More information coming soon!
ACCESS & DIRECTIONS
More information coming soon!
Photo credit: Jerry Newman
The Vale Prairie has over 70 species of native prairie plants, some of which are endangered, threatened and of special concern here in Wisconsin. This remnant is also home to the federally threatened prairie bush clover, a very rare plant found only in the upper Midwest!
The state endangered pink milkwort is also found here. This remnant is the only protected site in the state where this plant has been found as of 1999. Other outstanding qualities of the site are its prairie smoke and shooting star displays.
Hiking here is considered moderately challenging. There are no trails, parts are rocky, and there are badger holes to be wary of.
From Albany, go west on Mineral Point Road to Purinton Road. Continue west to Schneeberger Road, turn right (north) and go about 4/10 of a mile, and park along the road. Walk in to the west of Schneeberger, on a rutted dirt track along a fence line, a quarter-mile on our narrow easement between crop fields.
The remnant was first located in the mid 1970’s. Back then there was no such thing as The Prairie Enthusiasts. There was just a small bunch of guys who loved prairies and liked to burn them, then drink beer and talk about preserving remnants. The Vale Prairie was managed for about five years, then left to its own until 1992, when the Southwest Chapter purchased the 4.5 acre remnant and 11.5 acre buffer for a total of 16 acres. That was truly a fine purchase. The site was named the Vale Prairie after the owners, Harold and Crescent Vale, who were in favor of its protection and restoration
In the winter of 1993, TPE volunteers and Wisconsin Conservation Corps crews cut and stump treated all woody vegetation on the site. After eight years of work, the area is recovering nicely. Part of the restoration plan involved replanting an area of 1.5 acres in the southwest corner of the property because smooth brome had completely taken over. Our plan was to spray it with Roundup, collect seed, and replant. The spraying was done, and several months later, to our complete amazement, most of the regrowth was of prairie plants, apparently released to grow when the brome was killed! It was decided that the buffer areas would serve as a sort of genetic refuge for disappearing species from within Green County.
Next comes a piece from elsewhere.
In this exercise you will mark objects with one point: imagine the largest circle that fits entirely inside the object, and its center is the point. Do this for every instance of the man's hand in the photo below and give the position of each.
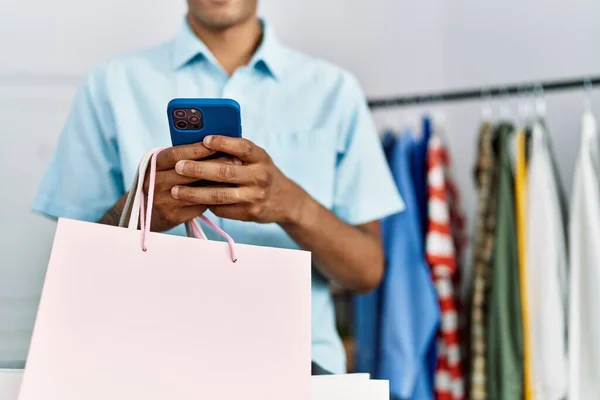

Two species that have been nearly extirpated in Green County are Wild Quinine and Pale Purple Coneflower, so seed was collected from one coneflower site and three quinine sites and sown there. We now have a healthy and growing population of these plants.
In addition, part of the restoration plan involved expanding the remnant size, but only by using seed from the remnant. To date, a strip 30 feet by 400 feet has been restored on the south edge, and another area on the west end, measuring 45 feet by 100 feet, also has been restored. Areas that were heavily shaded by dense trees and brush have been mowed annually with a sickle bar mower. These areas are difficult to work with due to the fact that birds used the trees as perches for years, and as we all know, where there are birds, there are bird droppings, usually laced with seeds of everything except prairie plants! Once the shady trees are gone, these seeds grow like crazy. Presently the remnant is surrounded by old hayfields dominated by orchard grass. It does serve as a grassland habitat for some bird species, but our hopes are to plant these areas to prairie as well.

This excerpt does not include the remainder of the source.